Thursday 21 May 2020

Scotland's Councils as employers being run by and for WASPs with privilege - government and EHRC decline to intervene

Ten years ago, in the dying days of Gordon Brown's government, the Equality Act 2010 as rushed through the last stages of parliamentary scrutiny and scrambled on the the statute book.  Over the period of time that followed, David Cameron's government ripped sections out of the Act, watered down other sections, and performed crude dentistry on the powers of the Equality and Human Rights Commission [EHRC].

As with any law, valuable time could be wasted in picking over the mistakes in drafting the Bill, mourning the opportunities lost in Cameron's filleting of the Act, and denouncing the massive funding cuts to the EHRC budget.  Or we could look at what public bodies have actually done in a decade of work focused on delivering the core aim of the Act - to eliminate discrimination - and decide whether the Act is delivering for the people it aimed to help - those discriminated against on an almost daily basis.

Over the intervening decade since the Equality Act 2010, 'Equality Here, Now' has carried out regular research into what Scotland's public bodies have been doing to rise to the challenges of the Act and eliminate discrimination through change in the polices, practices and cultures of how they deliver services and operate as employers.  Most recently, this has involved scrutiny of what Scotland's 32 local authorities [Councils] published in their function as employers on the workforce profile of people employed by them, and by the protected characteristics of disability, ethnicity, sexual orientation and religion.

What that research found was that the fundamental flaws in how Councils are gathering and using employment data are unchanging from what data they published in previous years and that the often marginal movements/improvements in percentages reported against each protected characteristic are simply a result of modest improvements in data gathering and reporting.  Put simply.  There has been for some years and continues to be today a complete lack of evidence that Scotland's Councils are actively seeking out discrimination within their cultures, practices and systems and eliminating the root causes of that discrimination.  For these reasons, the research report published in May 2020 offered no analysis of why discrimination continues to be evidenced, sometimes conspicuously, in the 32 workplace data profiling reports published by Scotland’s Councils in 2019.  It has all been said before in previous research reports since 2013 and nothing in what Councils are still doing – and still not doing – has changed in any meaningful way.

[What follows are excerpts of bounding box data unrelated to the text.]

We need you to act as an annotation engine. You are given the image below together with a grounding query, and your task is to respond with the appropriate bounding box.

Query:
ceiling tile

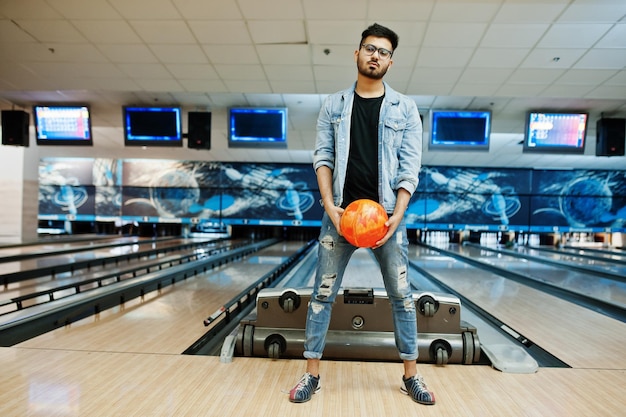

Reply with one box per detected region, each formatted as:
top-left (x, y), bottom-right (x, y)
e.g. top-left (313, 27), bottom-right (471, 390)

top-left (594, 23), bottom-right (626, 48)
top-left (559, 0), bottom-right (626, 22)
top-left (481, 23), bottom-right (549, 48)
top-left (108, 0), bottom-right (181, 20)
top-left (214, 64), bottom-right (265, 81)
top-left (237, 0), bottom-right (304, 21)
top-left (424, 22), bottom-right (488, 48)
top-left (172, 0), bottom-right (241, 20)
top-left (248, 20), bottom-right (307, 44)
top-left (430, 0), bottom-right (500, 23)
top-left (50, 0), bottom-right (121, 19)
top-left (509, 68), bottom-right (565, 85)
top-left (468, 48), bottom-right (530, 68)
top-left (19, 20), bottom-right (87, 45)
top-left (0, 19), bottom-right (35, 43)
top-left (129, 20), bottom-right (196, 44)
top-left (520, 48), bottom-right (587, 68)
top-left (0, 0), bottom-right (62, 19)
top-left (224, 79), bottom-right (272, 93)
top-left (135, 77), bottom-right (184, 92)
top-left (307, 20), bottom-right (367, 48)
top-left (118, 63), bottom-right (172, 78)
top-left (256, 45), bottom-right (312, 65)
top-left (99, 44), bottom-right (157, 64)
top-left (263, 65), bottom-right (313, 81)
top-left (555, 69), bottom-right (617, 85)
top-left (417, 47), bottom-right (474, 68)
top-left (537, 23), bottom-right (611, 48)
top-left (367, 0), bottom-right (435, 22)
top-left (202, 45), bottom-right (259, 64)
top-left (574, 49), bottom-right (626, 70)
top-left (459, 68), bottom-right (513, 84)
top-left (301, 0), bottom-right (367, 19)
top-left (72, 19), bottom-right (141, 44)
top-left (150, 45), bottom-right (208, 64)
top-left (493, 1), bottom-right (567, 24)
top-left (178, 78), bottom-right (228, 93)
top-left (187, 20), bottom-right (252, 45)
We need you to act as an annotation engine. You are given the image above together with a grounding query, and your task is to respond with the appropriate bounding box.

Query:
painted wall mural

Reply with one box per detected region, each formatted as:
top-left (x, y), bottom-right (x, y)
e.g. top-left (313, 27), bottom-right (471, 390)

top-left (39, 158), bottom-right (626, 232)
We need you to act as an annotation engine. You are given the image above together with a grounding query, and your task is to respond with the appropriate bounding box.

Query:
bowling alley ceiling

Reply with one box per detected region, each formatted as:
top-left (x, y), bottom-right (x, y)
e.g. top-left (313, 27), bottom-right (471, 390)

top-left (0, 0), bottom-right (626, 169)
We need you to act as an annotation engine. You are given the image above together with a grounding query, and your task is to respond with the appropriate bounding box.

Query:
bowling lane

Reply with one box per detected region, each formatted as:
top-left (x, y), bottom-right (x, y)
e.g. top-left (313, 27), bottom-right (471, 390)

top-left (0, 240), bottom-right (233, 315)
top-left (515, 246), bottom-right (626, 277)
top-left (454, 245), bottom-right (626, 308)
top-left (0, 238), bottom-right (214, 277)
top-left (409, 245), bottom-right (626, 370)
top-left (16, 242), bottom-right (303, 354)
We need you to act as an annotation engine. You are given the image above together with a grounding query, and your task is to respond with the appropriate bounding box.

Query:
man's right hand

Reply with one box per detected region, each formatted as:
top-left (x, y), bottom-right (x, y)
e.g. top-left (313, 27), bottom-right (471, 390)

top-left (325, 204), bottom-right (343, 236)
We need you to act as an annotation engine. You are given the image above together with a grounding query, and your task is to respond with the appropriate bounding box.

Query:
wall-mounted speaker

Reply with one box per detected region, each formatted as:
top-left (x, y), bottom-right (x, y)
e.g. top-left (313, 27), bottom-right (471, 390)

top-left (596, 118), bottom-right (626, 156)
top-left (187, 111), bottom-right (211, 149)
top-left (2, 110), bottom-right (29, 146)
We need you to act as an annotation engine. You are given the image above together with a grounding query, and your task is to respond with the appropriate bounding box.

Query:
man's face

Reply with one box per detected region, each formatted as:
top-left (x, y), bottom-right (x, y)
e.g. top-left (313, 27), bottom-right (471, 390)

top-left (354, 36), bottom-right (393, 80)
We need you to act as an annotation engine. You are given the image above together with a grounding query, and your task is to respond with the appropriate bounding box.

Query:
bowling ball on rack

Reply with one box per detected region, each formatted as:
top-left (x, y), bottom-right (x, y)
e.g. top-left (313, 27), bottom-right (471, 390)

top-left (340, 199), bottom-right (389, 248)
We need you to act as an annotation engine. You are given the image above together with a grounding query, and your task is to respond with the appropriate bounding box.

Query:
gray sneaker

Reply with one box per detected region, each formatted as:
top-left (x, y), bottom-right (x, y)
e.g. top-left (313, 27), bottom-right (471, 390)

top-left (289, 372), bottom-right (322, 403)
top-left (400, 376), bottom-right (435, 405)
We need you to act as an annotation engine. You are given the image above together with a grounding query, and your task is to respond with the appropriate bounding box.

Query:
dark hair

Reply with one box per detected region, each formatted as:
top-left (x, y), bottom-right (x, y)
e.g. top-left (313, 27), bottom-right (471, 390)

top-left (359, 23), bottom-right (399, 52)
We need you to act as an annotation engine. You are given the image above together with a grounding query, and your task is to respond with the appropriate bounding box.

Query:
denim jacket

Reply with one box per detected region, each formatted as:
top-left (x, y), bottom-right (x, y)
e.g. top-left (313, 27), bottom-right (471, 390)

top-left (313, 83), bottom-right (422, 213)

At the most basic level of scrutiny, we know that Scotland’s Councils have 2.16% of all workers identifying as disabled.  The Scottish government’s equality evidence finder reveals that Scotland, at 2018, has a national average of adult people identifying as disabled at 32% of the population.  

Glasgow Centre for Population Health estimates, in a study from 2017, that Scotland would have, by 2020, an average of over 5% of the population identifying as Black Minority Ethnic [BME] and increasing to 7% by 2031.  Councils in Scotland are reporting an average across all Councils of 1.29% of the workforce identifying as BME.

Councils also reveal that in 2019 the proportion of the Scotland-wide workforce identifying as Lesbian, Gay and Bisexual [LGB] is 0.69%.  The government’s equality evidence finder reports that the proportion of the Scottish adult population identifying as LGB as at 2017 is 2%.  The final protected characteristic tracked in the research report was religion or belief and with a particular focus on the employment of people who identify as Catholic.  Data published by the 32 Councils reveal that 6.54% of their workforce identify as Catholic people.  The equality evidence finder on government’s web site provides the wider context that in Scotland 14.3% of the adult population identifies as Catholic people.

These basic numbers reveal all too clearly that Scotland’s Councils are light years away from being even close to delivering employment equality, after having had 10 years of opportunity to make the aims of the Equality Act 2010 a reality for people looking to escape discrimination and gain equal access to employment.  There are no obvious reasons why this should be the case.  Applying Occam’s razor would suggest the most likely reason for the complete and sustained failure is that there is a marked lack of appetite in local government for changing a status quo in a Scotland which is largely run by and for WASP [White Anglo Saxon Protestant] privilege.


For Scottish government and the Equality & Human Rights Commission [EHRC] to be aware of this and not to actively intervene and drive the real change required, suggests WASP privilege is similarly indulged by government and the EHRC.